Tuesday, 7 July 2015

Demolishing the “neutral” money theory



"If money was neutral, as many economists would have us believe, we should release all the thieves of money because they would not have stolen no value"

This repeated the Professor. Auriti when in the various debates and economic texts came across the concept of neutral value of money. Therefore, by logical-legal deduction, according to this definition of neutrality of money, a neutral value does not involve any substantial difference and therefore it would be indifferent to have money in your pocket or not, both because it is a paid job or you have it as proceeds of theft.
The unfounded on the neutrality of money manifests itself under the logical point of view, legal and economic. From the logical point of view it is clear that it is very important to have money in your pocket or not have it.
From the legal point of view the currency is a collective good as created by social convention to measure and incorporate the values, good with financial content and repeat-use and owned by the bearer.
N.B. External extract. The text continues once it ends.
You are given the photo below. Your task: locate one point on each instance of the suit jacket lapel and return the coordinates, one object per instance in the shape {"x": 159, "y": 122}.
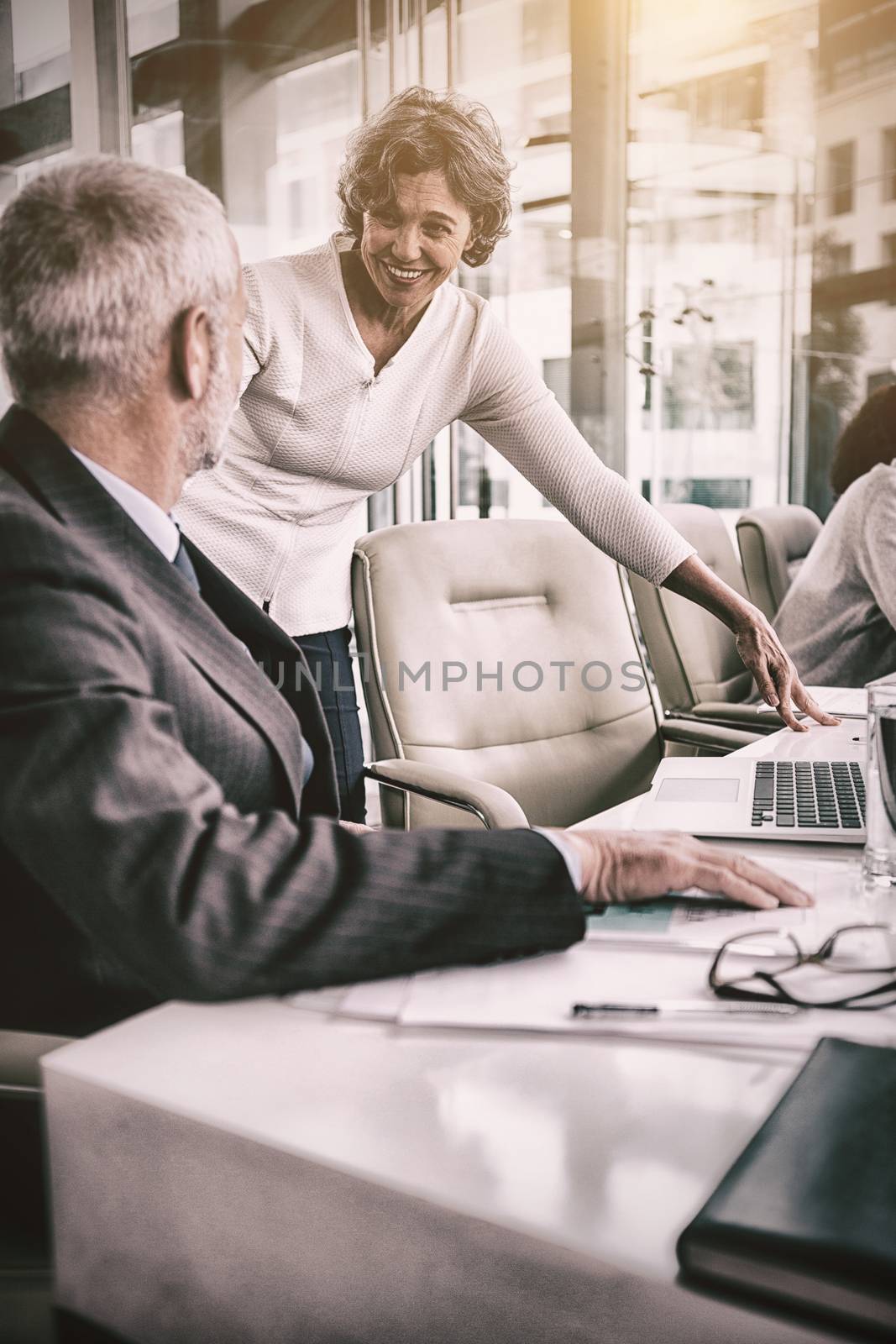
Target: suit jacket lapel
{"x": 284, "y": 664}
{"x": 42, "y": 463}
Not surprisingly, the money is considered as "movable property" and the goods have of course an owner as they are objects of law movable property. Otherwise you could not accuse the thieves for theft. In the case of money, however, central banks have reached such a degree of professionalism appropriating other people's resources, by having consolidated in themselves, and in governments, the belief that they have the right to do so, through a real form of legalized theft, blatantly unconstitutional.
The obstacle on which all economists stopped it is based on the original error to have not define the currency as legal case and the same law as an instrument, or right itself, and that is, as an expression of their own value, different from that of the asset covered by the law. On this initial misunderstanding, it is purported to justify the monetary value on the basis of the gold reserve and confusing impersonating under the guise of credit value, the induced value, ie configuring the currency, not as a measure of value, but as the title of credit representative of the reserve. Money is not credit but the object of credit.
Besides, if it were true that the reserve is used to give to currency the purchasing power, after the abolition of the Bretton Woods Agreement, and with the abolition of the gold reserve, the dollar would have totally lost its value: while not only it did not lose value, but it has replaced gold as monetary base in the world monetary system.
From the economic point of view the statement that the money has a value neutral is removed with irrefutable data that provides us with Pierluigi Paoletti, a member of the Scientific Committee of the School of Legal Studies and Money "Giacinto Auriti" and director of CENTROFONDI
Many economists say / write that the role of issuer of currency is neutral.
Just a chart to demolish their claims. Look carefully at the graph of % variation year-on-year of industrial output and money supply (M1) in America being compared:



If you notice the money supply (blue line) conditions anticipating the trend in industrial production following the increase or decrease in the money supply. In practice, the economic cycles are nothing else the dynamics induced by the opening / closing of the "tap" on money. The circle shows that industrial production is turning down after several months that the money supply decreases constantly.
Who then holds the power to issue currency determines the performance of the economy, beyond reasonable doubt, the prosecutor could say.
The other dynamic that is never considered it is the dynamics of the debt in the long run that has an exponential trend in 50/60 years and requires a system reset as a beautiful and powerful devastating war or a crisis to bring debt under normal conditions,


The exponential increase of the debt began in the late '70s to coincide with the season of the great privatizations and as this grew the economy was turned financial moving from an economy of production to that financial, because it allowed stratospheric gains obviously inversely proportional to those of the majority of the population that was being strangled by debt. Meanwhile, the debt also affects the economic growth that, to not being swept away, it needtry in vain to keep pace consuming huge quantities of natural resources.
At this point, those who say that money is a neutral element and that debt is a wealth, probably he misunderstood something although it is in good faith (which is not possible for economists).
Just as you see a single wise action on the "tap" Oxygen (M1) and the virus debt relating to the issue currency and the game of abuse are done without much effort. Do you think that with the divorce between the Treasury and the Bank of Italy in 1982 the Italian public debt went from 60% to 120% in 1992, has done that?. To think and say that the economy is a free market it is impossible if you put together the public and irrefutable data...… it is just that almost never does!